Remove the npm package with the same source identity:

```bash
pi remove npm:@kroffske/locus-pi
```

## Work from a source checkout

This path is for current maintainers and reviewers. It is not an npm
installation procedure.

```bash
npm ci --ignore-scripts
pi install -l .
npm run check
./bin/locus-pi doctor
```

`pi install -l .` records the local checkout in the project's
`.pi/settings.json`. Review the checkout before approving project-local code.

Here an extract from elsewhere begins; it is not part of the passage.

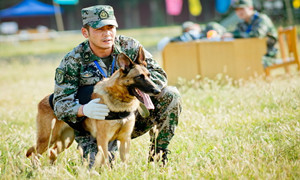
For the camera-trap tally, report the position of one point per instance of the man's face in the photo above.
(244, 13)
(102, 38)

The release-quality package checks are:

```bash
npm run check
npm audit --omit=dev
npm pack --dry-run --json --ignore-scripts
```

## Documentation and support

- [`docs/README.md`](docs/README.md) maps the package source of truth and public manuals.
- Repository-only `CONTRIBUTING.md` defines the current contribution gate and validation expectations.
- Repository-only `SUPPORT.md` separates usage questions, reproducible defects, and unsupported surfaces.
- Repository-only `SECURITY.md` defines the vulnerability-reporting gate.
- Repository-only `CODE_OF_CONDUCT.md` defines expected project conduct.
- Repository-only `CHANGELOG.md` records the release history.

The repository policy files and `.github/**` are intentionally not included in
the npm artifact. The shipped README carries the essential install, trust,
support-boundary, security-route, license, and attribution notices.

## License

`locus-pi` is available under the [MIT License](LICENSE). Retained upstream
copyright and license notices are in
[THIRD_PARTY_NOTICES.md](THIRD_PARTY_NOTICES.md).